Due Process in WTO Disputes
in Rufus Yerxa & Bruce Wilson (eds), Key Issues in WTO Dispute Settlement: The First Ten Years (Cambridge: WTO/Cambridge University Press, 2005) 144–160 (ISBN 0521861594)
15 Pages Posted: 28 Sep 2015 Last revised: 19 Apr 2018
Date Written: 2005
Due process is a necessary component of any legal system seeking legitimacy and effectiveness. The dispute settlement system of the WTO is no exception. Indeed, the potentially vast political and economic effects of trade liberalization and protectionism, the opportunity for Members to challenge domestic regulations of sovereign governments using WTO rules, and the power differences between WTO Members all heighten the need for fair rule enforcement in the WTO. WTO due process obligations are of two types. The first are obligations imposed within the WTO dispute settlement system, such as the rules that protect fairness between the parties in panel proceedings. The second are obligations imposed on WTO Members to ensure due process in their domestic legal systems, such as Article X:3(a) of the GATT 1994, which requires that all ‘laws, regulations, decisions and rulings’ of the kind described in Article X:1 be administered ‘in a uniform, impartial and reasonable manner’. While both types of due process obligations are important and could be the subject of a WTO dispute settlement proceeding, for reasons of space, this chapter is restricted to the first type.
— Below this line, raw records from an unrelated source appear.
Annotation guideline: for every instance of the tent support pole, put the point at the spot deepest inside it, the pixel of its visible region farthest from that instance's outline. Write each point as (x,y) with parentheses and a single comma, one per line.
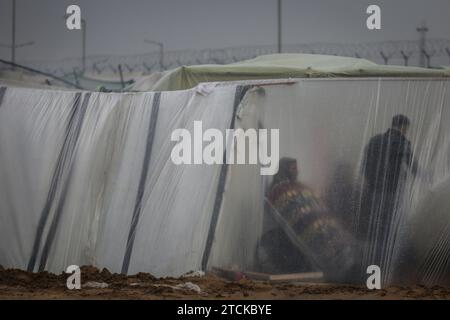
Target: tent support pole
(239,95)
(142,182)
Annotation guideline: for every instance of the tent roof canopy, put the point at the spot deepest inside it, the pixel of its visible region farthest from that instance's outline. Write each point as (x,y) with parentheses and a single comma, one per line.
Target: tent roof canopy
(276,66)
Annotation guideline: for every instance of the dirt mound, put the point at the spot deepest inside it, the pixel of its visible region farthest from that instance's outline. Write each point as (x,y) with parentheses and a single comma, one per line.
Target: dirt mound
(18,284)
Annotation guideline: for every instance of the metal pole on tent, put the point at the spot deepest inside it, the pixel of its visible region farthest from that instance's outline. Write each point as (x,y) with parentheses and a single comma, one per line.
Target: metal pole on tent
(279,27)
(83,58)
(13,46)
(121,76)
(161,52)
(422,43)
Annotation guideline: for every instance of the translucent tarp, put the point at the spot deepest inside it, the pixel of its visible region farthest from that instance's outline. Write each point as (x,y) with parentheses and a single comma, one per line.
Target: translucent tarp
(87,178)
(279,66)
(325,127)
(79,171)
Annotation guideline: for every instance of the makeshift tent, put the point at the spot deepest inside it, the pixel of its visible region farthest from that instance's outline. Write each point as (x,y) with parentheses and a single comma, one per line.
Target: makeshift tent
(88,179)
(281,66)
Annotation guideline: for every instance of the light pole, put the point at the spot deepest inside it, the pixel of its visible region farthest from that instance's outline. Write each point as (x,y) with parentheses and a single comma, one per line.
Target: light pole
(161,51)
(279,27)
(83,57)
(83,42)
(423,35)
(13,46)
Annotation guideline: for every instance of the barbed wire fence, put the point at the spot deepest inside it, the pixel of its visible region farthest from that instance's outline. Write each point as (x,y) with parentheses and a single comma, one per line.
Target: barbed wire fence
(407,52)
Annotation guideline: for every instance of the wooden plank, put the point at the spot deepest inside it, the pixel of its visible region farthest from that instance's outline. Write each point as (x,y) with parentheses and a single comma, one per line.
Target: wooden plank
(299,277)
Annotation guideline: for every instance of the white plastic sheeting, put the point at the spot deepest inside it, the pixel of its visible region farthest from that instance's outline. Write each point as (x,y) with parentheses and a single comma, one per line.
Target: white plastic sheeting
(86,178)
(79,169)
(326,125)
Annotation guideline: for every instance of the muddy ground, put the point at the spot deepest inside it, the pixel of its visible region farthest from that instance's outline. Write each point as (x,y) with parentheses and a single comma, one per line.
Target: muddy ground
(17,284)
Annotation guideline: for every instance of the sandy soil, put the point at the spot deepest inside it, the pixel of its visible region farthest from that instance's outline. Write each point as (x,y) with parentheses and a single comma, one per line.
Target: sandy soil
(17,284)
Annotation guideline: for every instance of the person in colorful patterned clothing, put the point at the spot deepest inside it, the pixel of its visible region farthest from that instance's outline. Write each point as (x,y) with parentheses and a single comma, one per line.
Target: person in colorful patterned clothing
(307,236)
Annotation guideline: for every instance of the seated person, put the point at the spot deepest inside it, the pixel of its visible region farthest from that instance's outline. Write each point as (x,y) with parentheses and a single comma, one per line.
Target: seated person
(326,245)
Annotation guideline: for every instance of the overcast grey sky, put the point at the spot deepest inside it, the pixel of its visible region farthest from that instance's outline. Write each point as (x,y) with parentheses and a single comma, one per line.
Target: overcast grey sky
(118,27)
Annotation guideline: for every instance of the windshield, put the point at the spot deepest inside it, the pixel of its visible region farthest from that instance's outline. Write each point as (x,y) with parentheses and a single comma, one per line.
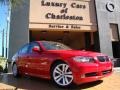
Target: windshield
(49,45)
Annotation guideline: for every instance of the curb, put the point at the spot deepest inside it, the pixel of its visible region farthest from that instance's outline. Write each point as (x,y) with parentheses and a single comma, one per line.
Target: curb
(116,69)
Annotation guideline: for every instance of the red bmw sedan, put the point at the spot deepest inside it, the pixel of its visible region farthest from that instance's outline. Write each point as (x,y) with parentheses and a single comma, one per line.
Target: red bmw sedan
(61,64)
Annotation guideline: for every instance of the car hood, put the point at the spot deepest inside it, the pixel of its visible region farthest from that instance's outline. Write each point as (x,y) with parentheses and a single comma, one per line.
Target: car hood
(76,53)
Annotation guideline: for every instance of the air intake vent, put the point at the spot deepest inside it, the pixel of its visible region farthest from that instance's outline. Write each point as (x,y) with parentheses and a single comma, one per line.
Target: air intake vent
(103,58)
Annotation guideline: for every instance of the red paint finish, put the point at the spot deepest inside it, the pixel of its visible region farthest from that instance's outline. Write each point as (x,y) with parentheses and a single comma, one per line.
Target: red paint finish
(39,63)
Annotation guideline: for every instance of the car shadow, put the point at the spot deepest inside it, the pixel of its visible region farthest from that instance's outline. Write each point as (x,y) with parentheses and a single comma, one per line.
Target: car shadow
(32,83)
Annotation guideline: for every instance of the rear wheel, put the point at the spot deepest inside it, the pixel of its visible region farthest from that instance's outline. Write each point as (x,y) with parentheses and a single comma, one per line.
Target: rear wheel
(15,70)
(62,75)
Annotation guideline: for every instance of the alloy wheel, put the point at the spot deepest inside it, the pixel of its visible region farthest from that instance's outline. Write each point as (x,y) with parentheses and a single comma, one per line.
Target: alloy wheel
(62,75)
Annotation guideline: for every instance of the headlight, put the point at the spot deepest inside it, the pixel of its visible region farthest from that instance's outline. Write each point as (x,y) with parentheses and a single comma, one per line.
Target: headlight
(83,59)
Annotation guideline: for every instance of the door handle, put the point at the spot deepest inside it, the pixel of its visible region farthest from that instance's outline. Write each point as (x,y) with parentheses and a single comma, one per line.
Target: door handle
(28,63)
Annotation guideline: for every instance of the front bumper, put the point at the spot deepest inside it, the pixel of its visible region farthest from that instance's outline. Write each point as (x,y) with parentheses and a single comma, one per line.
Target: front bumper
(84,73)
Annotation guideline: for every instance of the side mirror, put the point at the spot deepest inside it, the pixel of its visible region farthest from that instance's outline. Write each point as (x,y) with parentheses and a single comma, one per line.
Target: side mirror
(36,49)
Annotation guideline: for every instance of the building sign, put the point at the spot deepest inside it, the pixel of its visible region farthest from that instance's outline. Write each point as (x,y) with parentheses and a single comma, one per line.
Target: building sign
(62,14)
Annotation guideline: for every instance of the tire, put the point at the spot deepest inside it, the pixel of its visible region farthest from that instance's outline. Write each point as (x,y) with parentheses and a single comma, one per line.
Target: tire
(15,70)
(61,75)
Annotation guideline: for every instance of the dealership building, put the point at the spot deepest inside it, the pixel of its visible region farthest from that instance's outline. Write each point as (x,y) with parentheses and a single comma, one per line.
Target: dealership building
(81,24)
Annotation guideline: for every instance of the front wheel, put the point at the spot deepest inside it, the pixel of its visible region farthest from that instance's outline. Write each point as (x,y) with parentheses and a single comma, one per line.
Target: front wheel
(15,70)
(62,75)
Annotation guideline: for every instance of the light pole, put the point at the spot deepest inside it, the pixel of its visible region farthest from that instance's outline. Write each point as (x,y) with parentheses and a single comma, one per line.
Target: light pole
(3,43)
(7,28)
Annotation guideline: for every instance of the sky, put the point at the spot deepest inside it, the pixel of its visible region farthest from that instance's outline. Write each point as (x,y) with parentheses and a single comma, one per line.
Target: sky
(3,23)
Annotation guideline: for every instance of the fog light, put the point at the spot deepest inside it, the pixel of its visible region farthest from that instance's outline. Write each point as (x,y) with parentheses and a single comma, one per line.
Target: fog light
(83,76)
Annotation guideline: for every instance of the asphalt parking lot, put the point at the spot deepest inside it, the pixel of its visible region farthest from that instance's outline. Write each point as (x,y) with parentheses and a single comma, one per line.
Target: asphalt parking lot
(8,82)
This chapter begins by examining the content of the principle of due process and its justification, placing the specific meaning of the principle in the WTO within its wider context in domestic law and international law generally. Although the obligations discussed in this section relate primarily to the provision of due process in domestic legal systems, they also assist in understanding the nature of due process in the WTO dispute settlement system. Next I examine the WTO provisions that can be seen as imposing due process obligations in relation to the dispute settlement system, taking into account the interpretation of these provisions to date by WTO panels and the Appellate Body (described for convenience as WTO adjudicating bodies in this chapter). Finally, I consider the inherent powers of WTO adjudicating bodies to protect due process in disputes, independent of any specific WTO provisions. This chapter does not address the WTO obligations imposed on Members to ensure due process in their domestic legal systems, such as through Article X:3(a) of the GATT 1994, which requires that all ‘laws, regulations, decisions and rulings’ of the kind described in Article X:1 be administered ‘in a uniform, impartial and reasonable manner’.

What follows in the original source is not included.